Automated weekly error budget report on slack
Original ask with screenshots and links
Recently, I have noticed that group product managers have weekly tasks where they are reporting out on error budgets. Here are a few examples: here and here with images included below. After doing some initial research, I located https://api.slack.com/messaging/webhooks which discusses how to create a Slack app that would accept and process an incoming webhook (Grafana). I'm wondering if this would be an opportunity to help automate some of these updates to specific channels to improve efficiency. With all of the work that has been done already towards error budgets, I thought this could help extend on these efforts to make things more efficient.
Plan to resolve
Current setup
Multiple different options to report this, including humans, various snippets (https://gitlab.com/gitlab-com/gl-infra/scalability/-/snippets/2299544) and nothing at all.

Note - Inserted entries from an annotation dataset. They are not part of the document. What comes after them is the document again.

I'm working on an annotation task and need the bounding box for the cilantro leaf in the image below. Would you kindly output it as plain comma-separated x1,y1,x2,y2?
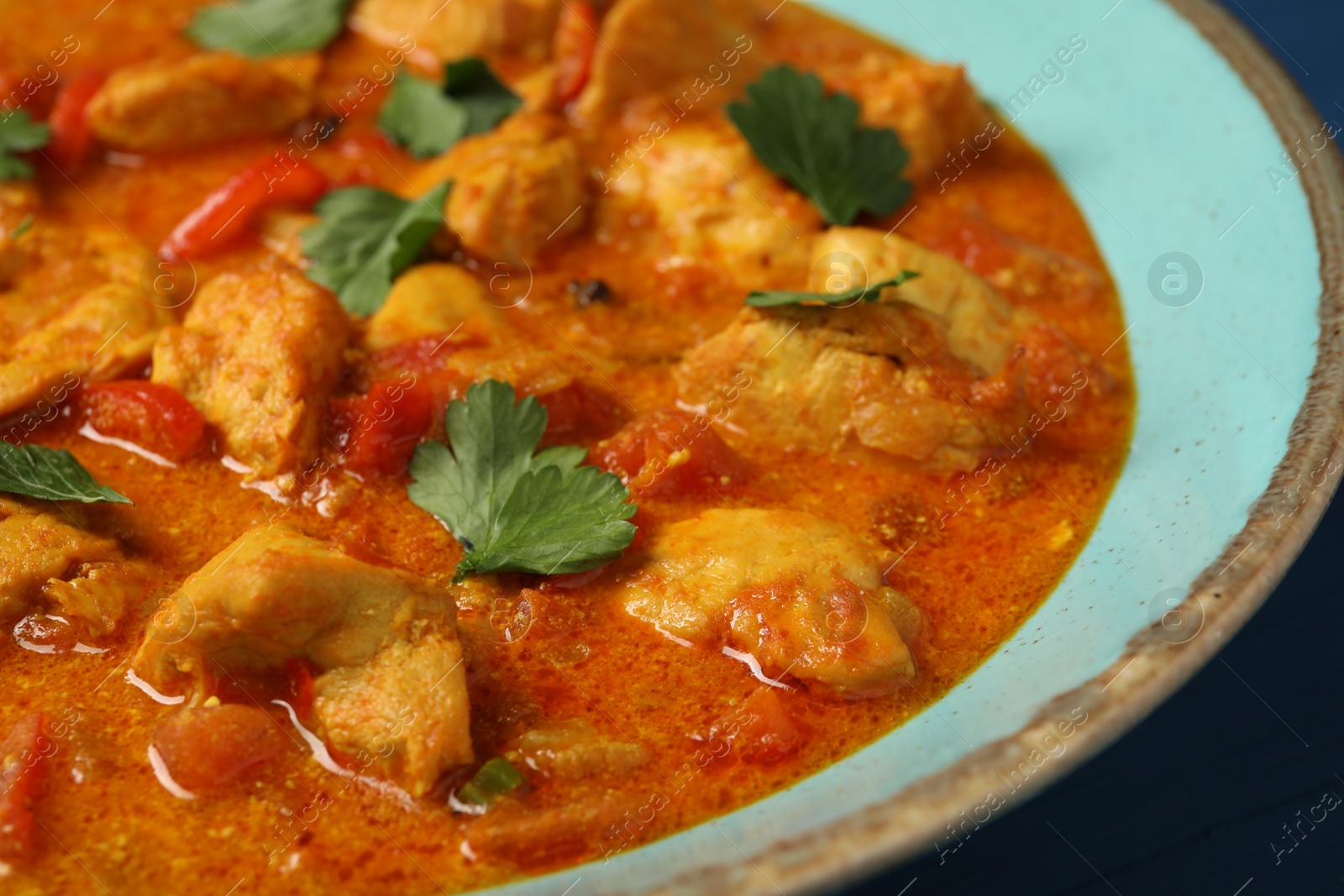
727,65,911,224
407,380,636,579
186,0,351,56
748,270,919,307
0,112,51,180
302,181,452,314
0,442,130,504
378,58,522,159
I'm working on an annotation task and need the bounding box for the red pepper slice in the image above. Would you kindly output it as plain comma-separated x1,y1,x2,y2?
79,380,206,462
159,153,331,260
553,0,596,103
47,71,108,177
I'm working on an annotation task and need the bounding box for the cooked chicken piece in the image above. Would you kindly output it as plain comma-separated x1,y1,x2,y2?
820,50,997,181
0,501,145,637
576,0,764,119
809,227,1016,376
0,284,173,417
506,721,649,780
257,211,321,270
0,180,42,224
622,509,916,697
133,524,472,797
313,632,472,797
153,260,349,479
602,123,822,276
365,264,504,351
349,0,560,62
412,113,590,262
675,228,1031,469
89,52,321,152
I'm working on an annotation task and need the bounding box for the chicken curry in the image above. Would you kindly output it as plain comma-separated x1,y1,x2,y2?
0,0,1133,896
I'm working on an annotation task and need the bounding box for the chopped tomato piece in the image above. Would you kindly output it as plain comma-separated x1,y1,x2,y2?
285,657,318,719
155,703,285,790
721,685,802,764
159,153,331,260
553,0,596,103
536,380,621,445
47,71,108,177
593,411,746,500
79,380,206,461
0,712,55,858
331,376,433,475
358,328,489,383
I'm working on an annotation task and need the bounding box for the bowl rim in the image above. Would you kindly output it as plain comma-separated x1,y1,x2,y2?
652,0,1344,896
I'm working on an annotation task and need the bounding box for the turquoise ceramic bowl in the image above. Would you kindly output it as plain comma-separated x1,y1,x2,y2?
478,0,1344,896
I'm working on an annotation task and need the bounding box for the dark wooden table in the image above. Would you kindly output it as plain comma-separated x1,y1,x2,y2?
851,0,1344,896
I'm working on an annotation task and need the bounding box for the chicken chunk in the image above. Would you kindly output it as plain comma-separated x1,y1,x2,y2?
576,0,764,119
621,509,916,697
133,524,473,797
822,50,1001,181
809,227,1016,376
506,721,649,780
602,123,822,276
675,230,1021,470
412,113,590,262
0,284,173,417
89,52,321,152
351,0,560,62
0,501,145,637
365,264,504,352
153,260,349,479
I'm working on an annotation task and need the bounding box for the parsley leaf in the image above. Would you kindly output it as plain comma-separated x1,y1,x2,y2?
748,270,919,307
186,0,351,56
0,112,51,180
378,58,522,159
727,65,911,226
302,181,452,314
407,380,636,579
0,442,130,504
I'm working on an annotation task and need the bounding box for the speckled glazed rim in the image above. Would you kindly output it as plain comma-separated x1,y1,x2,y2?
639,0,1344,896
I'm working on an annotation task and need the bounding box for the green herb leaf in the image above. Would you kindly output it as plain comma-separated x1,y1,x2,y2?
408,380,636,579
457,757,527,806
302,181,452,314
727,65,911,224
0,442,130,504
748,270,919,307
378,58,522,157
186,0,351,56
0,112,51,180
9,213,36,239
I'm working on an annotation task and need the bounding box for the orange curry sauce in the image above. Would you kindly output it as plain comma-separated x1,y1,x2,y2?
0,0,1133,896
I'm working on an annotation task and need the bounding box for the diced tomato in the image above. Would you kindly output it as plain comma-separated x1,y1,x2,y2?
285,657,318,719
47,71,108,177
722,685,802,764
593,411,746,500
155,703,285,790
79,380,206,462
358,328,489,385
0,712,55,860
536,380,621,445
553,0,596,103
919,213,1020,277
331,376,433,475
159,153,331,260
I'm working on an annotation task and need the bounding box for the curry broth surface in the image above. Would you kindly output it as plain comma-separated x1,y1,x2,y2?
0,0,1133,894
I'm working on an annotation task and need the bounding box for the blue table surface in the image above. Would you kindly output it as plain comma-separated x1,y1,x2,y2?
849,0,1344,896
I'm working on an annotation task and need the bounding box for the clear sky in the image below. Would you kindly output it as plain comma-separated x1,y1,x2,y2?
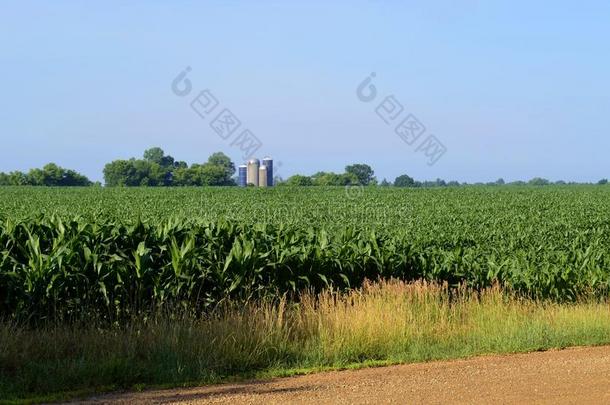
0,0,610,182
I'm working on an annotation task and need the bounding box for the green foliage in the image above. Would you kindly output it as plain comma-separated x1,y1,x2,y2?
284,174,313,186
104,147,235,187
345,163,376,186
527,177,551,186
0,163,91,187
394,174,416,187
0,186,610,320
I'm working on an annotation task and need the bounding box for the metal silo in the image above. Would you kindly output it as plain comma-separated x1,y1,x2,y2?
263,157,273,187
237,165,248,187
246,159,260,186
258,165,267,187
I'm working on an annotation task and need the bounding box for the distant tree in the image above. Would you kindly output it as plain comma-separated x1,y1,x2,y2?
104,147,235,187
527,177,551,186
104,159,142,187
27,163,91,187
144,147,174,167
208,152,235,177
394,174,415,187
311,172,359,186
286,174,313,186
345,163,375,186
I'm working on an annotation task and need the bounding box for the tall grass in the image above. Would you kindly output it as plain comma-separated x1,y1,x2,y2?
0,281,610,399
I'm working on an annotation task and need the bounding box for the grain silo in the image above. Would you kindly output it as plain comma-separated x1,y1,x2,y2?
263,157,273,187
258,165,267,187
246,159,260,186
237,165,248,187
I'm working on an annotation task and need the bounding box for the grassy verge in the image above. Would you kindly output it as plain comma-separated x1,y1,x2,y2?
0,281,610,401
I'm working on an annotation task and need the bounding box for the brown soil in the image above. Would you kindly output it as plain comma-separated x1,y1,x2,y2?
77,346,610,405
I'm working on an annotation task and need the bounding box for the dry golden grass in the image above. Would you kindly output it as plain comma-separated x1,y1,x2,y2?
0,281,610,398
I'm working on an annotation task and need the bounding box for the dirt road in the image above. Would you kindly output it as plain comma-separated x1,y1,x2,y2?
81,346,610,405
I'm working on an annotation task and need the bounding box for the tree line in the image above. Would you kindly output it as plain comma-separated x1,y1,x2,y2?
0,147,608,188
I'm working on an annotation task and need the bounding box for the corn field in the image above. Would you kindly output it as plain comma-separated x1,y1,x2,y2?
0,186,610,322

Ask is to allow all teams to get weekly updates of error budget status in slack (which would include current availability, error budget used, and error budget remaining). I suspect that a link to a dashboard or location with more information would also be very helpful to these alerts.
Requirements
- Update weekly error budgets per stage group in the periodic thanos queries bucket. Weekly error budget analysis per stage group. gitlab-com/runbooks!4850 (merged)

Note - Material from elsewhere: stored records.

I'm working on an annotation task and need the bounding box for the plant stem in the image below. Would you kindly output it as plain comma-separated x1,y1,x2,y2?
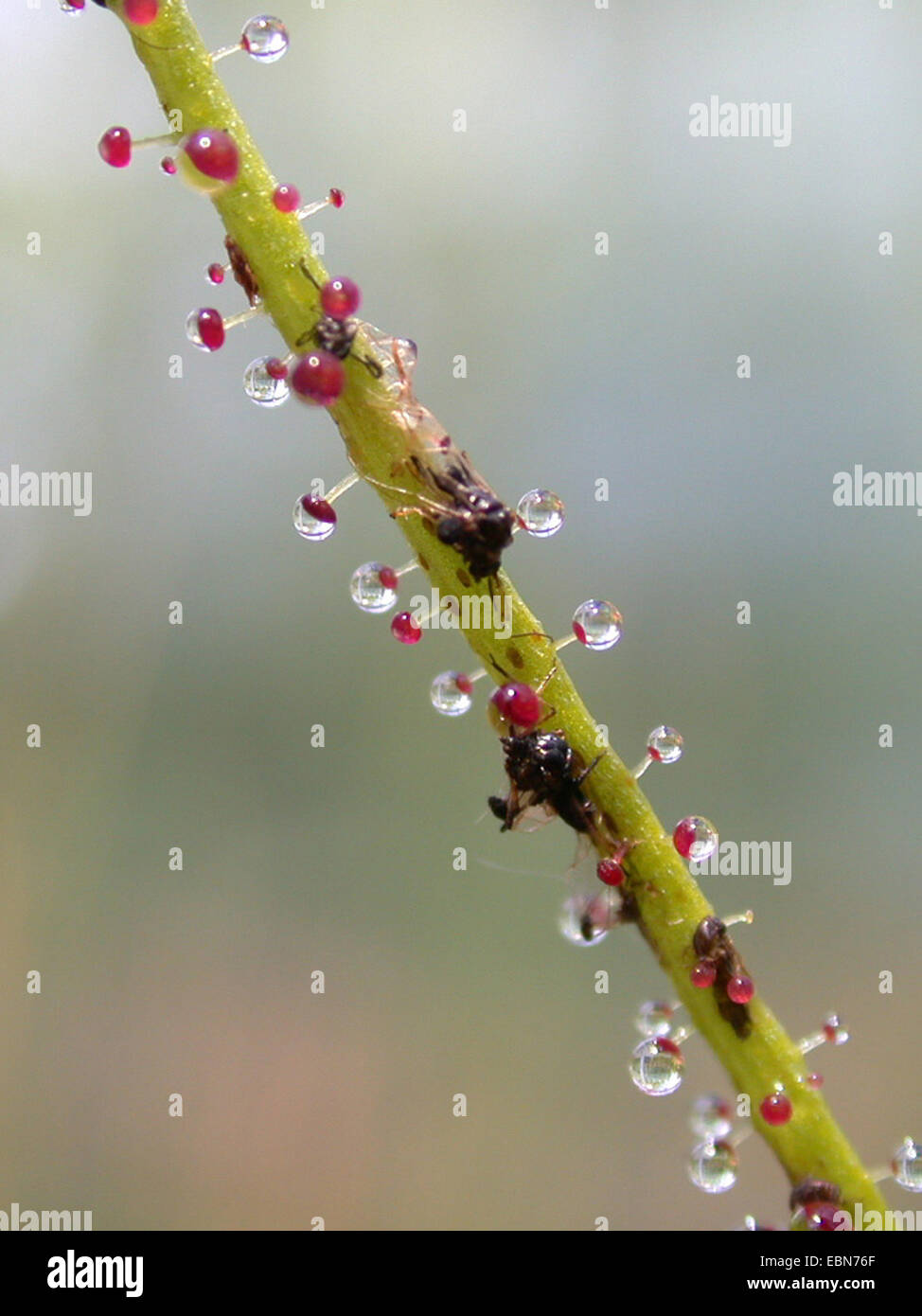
100,0,885,1212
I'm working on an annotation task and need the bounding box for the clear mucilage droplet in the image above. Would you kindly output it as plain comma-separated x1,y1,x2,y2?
429,671,473,718
629,1037,685,1096
348,562,398,612
688,1093,733,1141
574,598,624,649
647,726,683,763
292,495,337,543
359,320,418,395
672,814,719,863
634,1000,675,1037
516,489,567,540
240,13,288,64
688,1138,739,1192
892,1138,922,1192
558,891,612,946
243,357,291,407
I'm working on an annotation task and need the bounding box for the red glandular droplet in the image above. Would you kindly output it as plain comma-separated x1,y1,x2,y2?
727,974,755,1005
490,681,541,728
125,0,159,27
196,307,225,351
689,959,717,987
320,279,362,320
391,612,422,645
98,128,132,169
759,1093,794,1125
183,128,240,183
291,347,346,407
273,183,301,215
595,860,625,887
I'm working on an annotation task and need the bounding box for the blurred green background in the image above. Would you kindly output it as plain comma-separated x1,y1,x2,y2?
0,0,922,1229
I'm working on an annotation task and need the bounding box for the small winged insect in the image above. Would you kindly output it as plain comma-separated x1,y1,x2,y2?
352,324,516,580
692,915,753,1037
487,730,601,838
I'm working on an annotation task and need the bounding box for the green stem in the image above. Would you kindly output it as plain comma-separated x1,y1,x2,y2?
100,0,885,1212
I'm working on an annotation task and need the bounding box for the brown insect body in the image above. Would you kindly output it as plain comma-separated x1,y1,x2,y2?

- A tool that manages the opt-in or opt-out of stage groups and lookup of appropriate slack channel names, as well as linking the current error budget dashboards per group. The error budget detail dashboard is generated using a predictable slug based on the group name here, using the
stageGroupDashboards.dashboardUid
function. So I think we should be able to build or get to that slug from wherever we report.) This tool will also need to write to slack using slackline. - A scheduled pipeline to run this once a week similar to how the error budget report works today. https://gitlab.com/gitlab-org/error-budget-reports/-/blob/d18c3afef93dc8d0fcca52f6d7168d953c60680a/.gitlab-ci.yml
Status
Periodic queries are complete, tool has been created, and slack app has been approved. Next steps is to set up the scheduled pipeline and begin beta testing.
Beta teams
grouprunner and ~"group::pipeline insights" to start with -- confirming with teams in question that they're still ready to do this.